Прошка беспокойно заерзал на месте.

— А то с кистенем, — продолжал служивый, выколачивая трубку о ближайший пень. — Видно, такие времена подходют…

— Ну, нет, — заговорил Прошка, — не согласен я… Потому главная причина, как я при семействе живу, на миру. Человек я по своему месту известный… невозможно мне. Да и грех.
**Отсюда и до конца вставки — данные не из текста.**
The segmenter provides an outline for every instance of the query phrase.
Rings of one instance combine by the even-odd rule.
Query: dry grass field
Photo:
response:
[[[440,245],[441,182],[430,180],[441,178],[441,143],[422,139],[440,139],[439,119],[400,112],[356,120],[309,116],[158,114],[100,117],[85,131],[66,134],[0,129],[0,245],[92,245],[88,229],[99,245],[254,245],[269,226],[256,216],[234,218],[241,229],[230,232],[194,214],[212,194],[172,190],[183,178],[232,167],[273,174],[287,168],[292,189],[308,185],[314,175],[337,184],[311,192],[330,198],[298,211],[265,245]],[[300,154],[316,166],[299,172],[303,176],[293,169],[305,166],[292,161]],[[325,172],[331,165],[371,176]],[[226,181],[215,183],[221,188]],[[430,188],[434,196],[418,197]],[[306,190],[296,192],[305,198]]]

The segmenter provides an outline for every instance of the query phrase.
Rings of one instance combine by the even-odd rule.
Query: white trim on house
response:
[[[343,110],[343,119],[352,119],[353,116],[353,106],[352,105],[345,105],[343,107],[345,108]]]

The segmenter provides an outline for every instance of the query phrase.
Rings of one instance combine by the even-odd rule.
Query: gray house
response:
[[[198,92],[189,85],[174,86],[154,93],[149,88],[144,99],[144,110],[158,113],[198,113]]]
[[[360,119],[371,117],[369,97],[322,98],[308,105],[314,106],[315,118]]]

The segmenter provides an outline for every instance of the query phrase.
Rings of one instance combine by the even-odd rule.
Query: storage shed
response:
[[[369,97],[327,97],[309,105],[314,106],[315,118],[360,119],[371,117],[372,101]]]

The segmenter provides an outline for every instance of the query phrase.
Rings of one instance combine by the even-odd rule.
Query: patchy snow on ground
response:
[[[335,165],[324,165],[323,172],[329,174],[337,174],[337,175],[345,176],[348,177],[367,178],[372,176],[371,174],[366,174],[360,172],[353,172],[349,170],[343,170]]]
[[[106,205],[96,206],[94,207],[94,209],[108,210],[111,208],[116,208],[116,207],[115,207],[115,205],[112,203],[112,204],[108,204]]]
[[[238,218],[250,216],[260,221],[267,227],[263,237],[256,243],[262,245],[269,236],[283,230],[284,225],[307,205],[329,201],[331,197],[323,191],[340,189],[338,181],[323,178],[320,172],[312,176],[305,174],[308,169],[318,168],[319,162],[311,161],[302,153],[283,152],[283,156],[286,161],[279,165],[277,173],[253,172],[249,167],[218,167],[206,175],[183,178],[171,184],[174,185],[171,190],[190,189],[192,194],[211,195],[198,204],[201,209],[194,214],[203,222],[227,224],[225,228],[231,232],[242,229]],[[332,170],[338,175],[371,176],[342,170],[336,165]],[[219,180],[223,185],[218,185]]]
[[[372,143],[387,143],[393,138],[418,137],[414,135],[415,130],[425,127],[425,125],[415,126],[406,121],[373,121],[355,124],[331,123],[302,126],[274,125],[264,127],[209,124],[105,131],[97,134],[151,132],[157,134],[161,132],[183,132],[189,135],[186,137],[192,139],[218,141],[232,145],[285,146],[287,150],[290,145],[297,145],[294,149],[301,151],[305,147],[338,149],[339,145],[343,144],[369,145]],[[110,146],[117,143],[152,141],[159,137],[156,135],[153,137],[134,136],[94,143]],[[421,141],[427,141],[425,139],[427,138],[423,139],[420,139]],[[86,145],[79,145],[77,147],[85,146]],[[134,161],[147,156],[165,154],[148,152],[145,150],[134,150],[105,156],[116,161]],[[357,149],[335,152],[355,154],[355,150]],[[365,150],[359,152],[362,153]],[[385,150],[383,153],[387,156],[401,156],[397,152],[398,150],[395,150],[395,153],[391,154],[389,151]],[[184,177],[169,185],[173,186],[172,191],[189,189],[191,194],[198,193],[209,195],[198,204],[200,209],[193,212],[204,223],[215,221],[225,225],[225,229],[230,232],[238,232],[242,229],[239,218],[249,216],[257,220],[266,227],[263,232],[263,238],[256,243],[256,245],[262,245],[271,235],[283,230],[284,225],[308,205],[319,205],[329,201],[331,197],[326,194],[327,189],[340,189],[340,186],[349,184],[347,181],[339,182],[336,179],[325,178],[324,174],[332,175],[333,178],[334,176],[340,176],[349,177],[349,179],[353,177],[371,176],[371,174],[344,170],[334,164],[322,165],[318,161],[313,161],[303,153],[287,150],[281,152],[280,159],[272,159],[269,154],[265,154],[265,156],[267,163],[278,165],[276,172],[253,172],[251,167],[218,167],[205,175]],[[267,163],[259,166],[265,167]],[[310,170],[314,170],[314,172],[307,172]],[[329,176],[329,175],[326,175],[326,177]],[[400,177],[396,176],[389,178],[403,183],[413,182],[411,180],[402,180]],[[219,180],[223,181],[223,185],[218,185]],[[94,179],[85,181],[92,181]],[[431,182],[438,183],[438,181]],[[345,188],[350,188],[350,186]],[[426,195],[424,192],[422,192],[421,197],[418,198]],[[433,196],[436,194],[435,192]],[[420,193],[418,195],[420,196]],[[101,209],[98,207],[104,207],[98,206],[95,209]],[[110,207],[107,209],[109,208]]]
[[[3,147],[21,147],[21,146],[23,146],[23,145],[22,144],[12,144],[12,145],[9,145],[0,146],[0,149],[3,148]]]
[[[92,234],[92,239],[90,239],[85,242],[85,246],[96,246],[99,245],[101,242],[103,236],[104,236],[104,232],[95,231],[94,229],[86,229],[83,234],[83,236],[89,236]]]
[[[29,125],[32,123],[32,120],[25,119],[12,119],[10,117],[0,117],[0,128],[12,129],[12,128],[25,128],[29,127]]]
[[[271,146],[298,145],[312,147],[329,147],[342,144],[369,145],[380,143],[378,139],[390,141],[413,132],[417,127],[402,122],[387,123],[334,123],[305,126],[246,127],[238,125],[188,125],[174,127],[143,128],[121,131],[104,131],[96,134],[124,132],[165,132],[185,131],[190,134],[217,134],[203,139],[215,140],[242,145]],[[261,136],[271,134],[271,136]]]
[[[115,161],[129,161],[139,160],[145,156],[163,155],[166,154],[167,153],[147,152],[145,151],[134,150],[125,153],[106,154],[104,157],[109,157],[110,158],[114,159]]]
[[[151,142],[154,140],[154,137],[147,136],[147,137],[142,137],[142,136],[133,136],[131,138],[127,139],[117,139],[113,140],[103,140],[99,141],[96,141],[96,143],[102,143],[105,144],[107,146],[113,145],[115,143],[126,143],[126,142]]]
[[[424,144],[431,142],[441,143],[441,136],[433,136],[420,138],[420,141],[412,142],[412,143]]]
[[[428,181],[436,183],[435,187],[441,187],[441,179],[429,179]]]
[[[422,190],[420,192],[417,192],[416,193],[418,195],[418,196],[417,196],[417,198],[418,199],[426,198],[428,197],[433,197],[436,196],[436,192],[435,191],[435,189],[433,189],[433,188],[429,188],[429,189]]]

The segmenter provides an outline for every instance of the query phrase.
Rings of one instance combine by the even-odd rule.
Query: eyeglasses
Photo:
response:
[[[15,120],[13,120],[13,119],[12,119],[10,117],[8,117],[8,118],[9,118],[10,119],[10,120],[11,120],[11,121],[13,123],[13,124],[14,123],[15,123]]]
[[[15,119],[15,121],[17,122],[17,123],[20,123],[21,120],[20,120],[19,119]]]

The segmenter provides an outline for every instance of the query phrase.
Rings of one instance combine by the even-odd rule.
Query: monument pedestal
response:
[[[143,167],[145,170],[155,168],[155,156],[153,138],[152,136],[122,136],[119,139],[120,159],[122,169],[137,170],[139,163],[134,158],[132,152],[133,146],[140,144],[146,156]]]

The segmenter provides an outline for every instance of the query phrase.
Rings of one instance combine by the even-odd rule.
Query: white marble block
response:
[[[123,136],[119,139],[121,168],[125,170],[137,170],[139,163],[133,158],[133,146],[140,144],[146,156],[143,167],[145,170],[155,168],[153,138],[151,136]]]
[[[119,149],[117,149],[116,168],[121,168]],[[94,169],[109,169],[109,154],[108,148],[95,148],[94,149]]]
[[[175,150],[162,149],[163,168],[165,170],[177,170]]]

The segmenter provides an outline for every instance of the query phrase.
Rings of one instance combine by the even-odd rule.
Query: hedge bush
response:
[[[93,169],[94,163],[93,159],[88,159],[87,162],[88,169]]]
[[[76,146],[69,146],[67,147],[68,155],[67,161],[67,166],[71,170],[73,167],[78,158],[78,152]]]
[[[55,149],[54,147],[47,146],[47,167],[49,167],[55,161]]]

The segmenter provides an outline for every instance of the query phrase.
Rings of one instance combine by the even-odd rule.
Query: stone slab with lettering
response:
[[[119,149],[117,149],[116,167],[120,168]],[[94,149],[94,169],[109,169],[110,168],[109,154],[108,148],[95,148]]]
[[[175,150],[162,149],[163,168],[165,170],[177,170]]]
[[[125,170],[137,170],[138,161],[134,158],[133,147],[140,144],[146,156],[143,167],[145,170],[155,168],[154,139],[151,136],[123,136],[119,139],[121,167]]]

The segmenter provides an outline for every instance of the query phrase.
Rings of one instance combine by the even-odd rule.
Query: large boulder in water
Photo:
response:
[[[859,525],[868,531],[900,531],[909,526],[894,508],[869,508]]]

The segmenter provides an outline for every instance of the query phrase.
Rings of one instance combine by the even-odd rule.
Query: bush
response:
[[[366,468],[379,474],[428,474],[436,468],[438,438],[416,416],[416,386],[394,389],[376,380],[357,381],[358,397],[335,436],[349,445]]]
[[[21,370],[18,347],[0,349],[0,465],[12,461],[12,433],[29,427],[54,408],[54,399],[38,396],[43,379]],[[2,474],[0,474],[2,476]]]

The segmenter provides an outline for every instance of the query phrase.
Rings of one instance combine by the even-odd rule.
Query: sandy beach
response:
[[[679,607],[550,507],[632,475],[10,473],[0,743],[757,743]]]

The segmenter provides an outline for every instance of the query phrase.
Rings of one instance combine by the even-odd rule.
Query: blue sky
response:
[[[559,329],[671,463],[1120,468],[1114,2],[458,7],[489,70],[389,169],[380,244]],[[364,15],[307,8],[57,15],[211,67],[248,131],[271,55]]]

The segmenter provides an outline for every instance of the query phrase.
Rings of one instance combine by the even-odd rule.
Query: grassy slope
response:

Служивый не возражал, но и не соглашался. Он был человек молчаливый, но его молчание было значительно и мрачно. Он опять не ответил и прислушался.

По новой дороге, в направлении от парка к перекрестку, слышалась приближавшаяся песня. Какой-то беззаботный гуляка шел неторопливою походкой и громко пел. Весь напитавшись за вечер мелодиями из опереток, он изливал теперь из себя веселые шансонетки, и звуки раскатывались далеко по росе. Служивый встал, поднял на дороге камень и стал неторопливо обвязывать его платком, которым был опоясан по животу.

— Что это ты? — робко спросил Прошка.

— Ничаго, — ответил служивый.

— Нет, ты этого «в моем месте» не моги, — заговорил Прохор довольно решительно и затем, несколько оробев от презрительного и укоризненного взгляда товарища, которого он сам же заманил в свое место, прибавил оживленным и радостным тоном:

— Да ты погоди. Я этого самого песельника сейчас тебе предоставлю… Потому это чиновник.

— Ты почем знаешь? — спросил служивый.

— Да уж будь спокоен. Здешняя публика мне, братец, достаточно известна. Здесь ведь пешком-то больше приказчик идет да чиновник, купец не пойдет: у него лихач. Приказчик заорет, сейчас все собаки в Бутырках взвоют. А этот, вишь, как складно выводит, и голос тонкой. Видно, человек деликатный, а выпивши крепко…

Прошка повеселел.

— Ты вот что, служивый, — заговорил он опять. — Ты послушайся меня… Ты это брось. Лучше сядь ты у дороги и сиди. А уж я сам… Сейчас его ежели облапить, все отдаст… Белендрясы эти на нем нацеплены, цепочки, за девками так гоголем и плавает. А драться не мастера… У иного и «припас»[36] какой бывает, так он даже и не вспомнит. Деликатный народ.

Товарищ не возражал. Он только посмотрел на Прошку таким взглядом, который показал ясно, что теперь предстоит или восстановить пошатнувшуюся репутацию, или потерять всякое доверие. Между тем певец приблизился к роковому месту.

Прошка обыкновенного медвежеватой походкой вышел на дорогу.

— Дозвольте, господин, огоньку-с… цыгарку закурить! — сказал он, налезая вплотную на беззаботного певца.